Generating Electricity with a Cogeneration System
Cogeneration systems produce both heat and electrical energy and are based on the principle of combining electrical power generation with the production of usable heat.
In addition to generation of electricity, cogeneration systems also produce heat for hot water, space heating, or process heat for industry. A cogeneration system can reach an efficiency of 95%. Depending on its application, cogeneration systems come in various sizes. Small cogeneration systems up to 15kW power are called micro-combined heat and power, or “Micro-CHP systems”. Small-scale CHP systems can produce up to 50kW. Cogeneration systems for large buildings (residential developments, hospitals, commercial buildings) can generate up to 5MW of power.

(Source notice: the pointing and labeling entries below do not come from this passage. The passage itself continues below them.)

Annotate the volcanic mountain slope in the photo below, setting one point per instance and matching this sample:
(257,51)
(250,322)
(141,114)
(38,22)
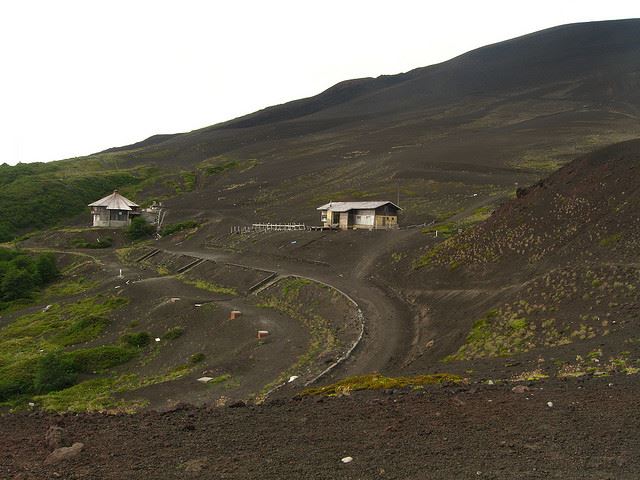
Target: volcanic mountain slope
(501,115)
(479,123)
(553,274)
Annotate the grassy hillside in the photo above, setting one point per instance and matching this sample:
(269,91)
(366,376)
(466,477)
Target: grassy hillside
(549,281)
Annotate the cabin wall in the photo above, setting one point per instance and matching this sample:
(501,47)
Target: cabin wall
(344,220)
(109,218)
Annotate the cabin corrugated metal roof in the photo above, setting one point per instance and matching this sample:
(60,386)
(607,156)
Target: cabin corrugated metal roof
(115,201)
(346,206)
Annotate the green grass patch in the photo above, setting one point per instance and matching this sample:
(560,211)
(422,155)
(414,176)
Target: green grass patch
(94,395)
(380,382)
(136,340)
(99,243)
(173,333)
(32,356)
(196,358)
(496,334)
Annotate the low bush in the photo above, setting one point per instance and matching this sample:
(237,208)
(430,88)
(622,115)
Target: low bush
(196,358)
(173,333)
(138,340)
(96,359)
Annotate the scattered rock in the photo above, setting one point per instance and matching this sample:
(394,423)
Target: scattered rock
(64,453)
(520,389)
(54,438)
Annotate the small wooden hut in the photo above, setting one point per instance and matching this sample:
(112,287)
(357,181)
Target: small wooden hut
(113,211)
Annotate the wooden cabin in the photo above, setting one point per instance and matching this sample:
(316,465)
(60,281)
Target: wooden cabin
(113,211)
(372,215)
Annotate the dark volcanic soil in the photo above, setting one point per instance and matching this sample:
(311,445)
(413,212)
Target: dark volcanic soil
(590,431)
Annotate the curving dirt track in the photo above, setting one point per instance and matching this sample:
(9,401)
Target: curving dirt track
(389,331)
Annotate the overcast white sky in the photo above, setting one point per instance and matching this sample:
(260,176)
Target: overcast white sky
(80,76)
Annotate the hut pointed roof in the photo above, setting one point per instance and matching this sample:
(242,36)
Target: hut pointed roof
(115,201)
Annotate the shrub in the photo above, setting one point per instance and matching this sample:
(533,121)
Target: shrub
(54,372)
(173,333)
(83,330)
(139,340)
(90,360)
(196,358)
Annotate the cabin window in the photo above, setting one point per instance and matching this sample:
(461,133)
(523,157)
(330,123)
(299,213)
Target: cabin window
(116,215)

Operating principles and applications
A cogeneration system is easily explained. A motor (combustion motor, steam motor, or Stirling engine) drives a generator which generates electricity. The motor also produces heat which is circulated through a heat exchanger. The heat can then be used for space heating or hot water. Cogeneration systems can produce process heat or, with an absorption heat pump can provide air conditioning. The generated electricity can be used immediately on site, or can be stored, or fed into the electrical grid.
Cogeneration systems can run on common fuels, such as diesel, oil, gas, biogas, biodiesel or wood pellets.